Oralmedizin kompakt – Update: Nach Amalgam-Aus stehen Materialempfehlungen auf dünnen Beinen

Amalgam darf ab Januar nicht mehr verwendet werden, eine mögliche Fristverlängerung bis Juni 2026 wurde vom Bundesgesundheitsministerium nicht genutzt [1]. Als Ersatz erstattet die gesetzliche Krankenversicherung laut KZBV-Medienmitteilung die Versorgung mit „selbstadhäsiven Materialien“ oder „in Ausnahmefällen“ mit Bulk-Fill-Kompositen [2]. 

Kurz und klar

  • In der GKV dürfen laut Richtlinie nur „anerkannte (…) Füllungsmaterialien gemäß ihrer medizinischen Indikation angewendet werden.“
  • In Ausnahmefällen sind auch adhäsive Füllungen möglich, zum Beispiel mit Bulk-Fill-Materialien.
  • Glasionomere oder andere zahnfarbene Materialien sind laut deutscher Leitlinie nur für nicht belastete Klasse-II-Kavitäten indiziert.
  • Eine US-amerikanische Empfehlung schließt Milchzahnversorgungen ein und ist materialbezogen sehr offen formuliert.
  • Auf schwacher Datenbasis sind Komposite auch für Höckerersatz geeignet, versagen aber häufiger in Folge von Sekundärkaries.
  • Amalgam kann laut EU-Richtlinie mit medizinischer Begründung weiter verwendet werden.
  • In einer US-amerikanischen Studie wird für sozial vulnerable Patientengruppen auch eine verstärkte Kariesprävention empfohlen. 

Bei der für die Bema-Nummer 13 angepasste Richtlinie scheint mit Blick auf die weiterhin geltende Mehrkosten-Option eine einfache Verarbeitung entscheidend zu sein. Selbstadhäsive Komposite oder vergleichbare Materialien sind jedoch bisher kaum verfügbar und unzureichend dokumentiert [3]. Weiter entwickelte Glasionomere sind nur für kleine Klasse-II-Füllungen indiziert und damit als Amalgamersatz nach wie vor ungeeignet [4]. Zu neuen selbsthärtenden Kompositen und ionenfreisetzenden Materialien, die jeweils eine Primer-Anwendung erfordern, gibt es noch kaum oder keine Studien [3]. Auch für die inzwischen etablierten Bulk-Fill-Kompositen fehlen Langzeitdaten [5].

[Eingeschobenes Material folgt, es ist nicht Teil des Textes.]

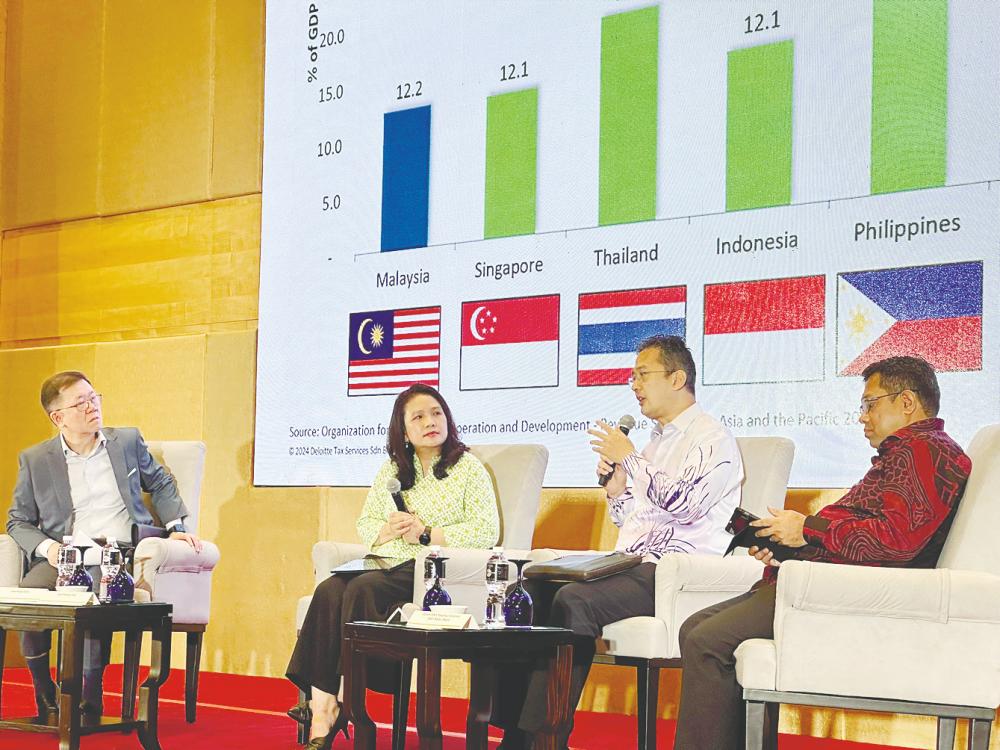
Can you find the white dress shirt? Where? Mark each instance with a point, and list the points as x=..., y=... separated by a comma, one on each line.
x=98, y=507
x=684, y=487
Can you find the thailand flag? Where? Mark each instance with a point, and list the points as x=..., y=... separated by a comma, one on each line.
x=934, y=312
x=612, y=324
x=767, y=331
x=390, y=350
x=510, y=343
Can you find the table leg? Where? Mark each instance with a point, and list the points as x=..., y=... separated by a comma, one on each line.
x=149, y=693
x=482, y=683
x=429, y=699
x=355, y=683
x=3, y=646
x=70, y=687
x=557, y=700
x=130, y=673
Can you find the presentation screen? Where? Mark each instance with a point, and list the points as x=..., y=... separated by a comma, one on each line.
x=502, y=199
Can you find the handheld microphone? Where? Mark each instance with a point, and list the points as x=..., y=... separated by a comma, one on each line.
x=625, y=424
x=394, y=487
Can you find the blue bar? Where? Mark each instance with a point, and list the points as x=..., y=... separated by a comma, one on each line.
x=406, y=166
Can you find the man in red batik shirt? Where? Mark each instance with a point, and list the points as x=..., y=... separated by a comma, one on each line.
x=898, y=515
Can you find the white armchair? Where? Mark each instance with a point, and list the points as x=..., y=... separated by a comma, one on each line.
x=923, y=642
x=688, y=583
x=517, y=472
x=171, y=571
x=168, y=570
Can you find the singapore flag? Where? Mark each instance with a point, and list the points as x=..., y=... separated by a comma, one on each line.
x=510, y=343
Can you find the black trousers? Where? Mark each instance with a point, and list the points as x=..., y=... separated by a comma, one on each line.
x=337, y=601
x=712, y=709
x=584, y=608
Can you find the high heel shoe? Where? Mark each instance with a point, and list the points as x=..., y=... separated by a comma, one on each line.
x=301, y=713
x=324, y=743
x=45, y=702
x=340, y=725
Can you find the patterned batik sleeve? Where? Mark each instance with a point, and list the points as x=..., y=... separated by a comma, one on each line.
x=481, y=526
x=378, y=505
x=912, y=509
x=619, y=507
x=702, y=480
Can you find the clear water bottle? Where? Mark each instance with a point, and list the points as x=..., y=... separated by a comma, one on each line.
x=497, y=575
x=430, y=572
x=66, y=562
x=111, y=563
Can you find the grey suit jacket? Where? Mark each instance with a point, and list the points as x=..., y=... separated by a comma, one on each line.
x=43, y=507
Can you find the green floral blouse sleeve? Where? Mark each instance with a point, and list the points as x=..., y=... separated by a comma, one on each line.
x=481, y=526
x=462, y=504
x=378, y=505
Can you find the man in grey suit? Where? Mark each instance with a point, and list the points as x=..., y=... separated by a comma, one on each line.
x=87, y=480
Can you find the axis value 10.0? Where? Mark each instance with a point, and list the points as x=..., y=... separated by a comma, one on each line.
x=329, y=148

Komposite bedingt indiziert

Die nicht optimale Datenlage gilt, wenn auch weniger schwerwiegend, auch für die etablierten lichthärtenden Komposite. Daher enthält die in diesem Jahr vorgestellten deutsche Leitlinie zur Kompositverwendung in großen Kavitäten und für Höckerersatz nur eine „offene“ Empfehlung [4]. In einer Reihe systematischer Reviews und größerer Kohortenstudien zeigen Kompositfüllungen einschließlich Bulk-Materialien eine insgesamt mit Amalgam vergleichbare Prognose nach bis zu 15 Jahren [5-8]. Die entsprechenden Daten dienten als Grundlage für die grundsätzliche Empfehlung in der S3-Leitlinie und mutmaßlich für die Entscheidung von KZBV und gesetzlicher Krankenversicherung (GKV) zur Kostenübernahme ab 1. Januar 2025. 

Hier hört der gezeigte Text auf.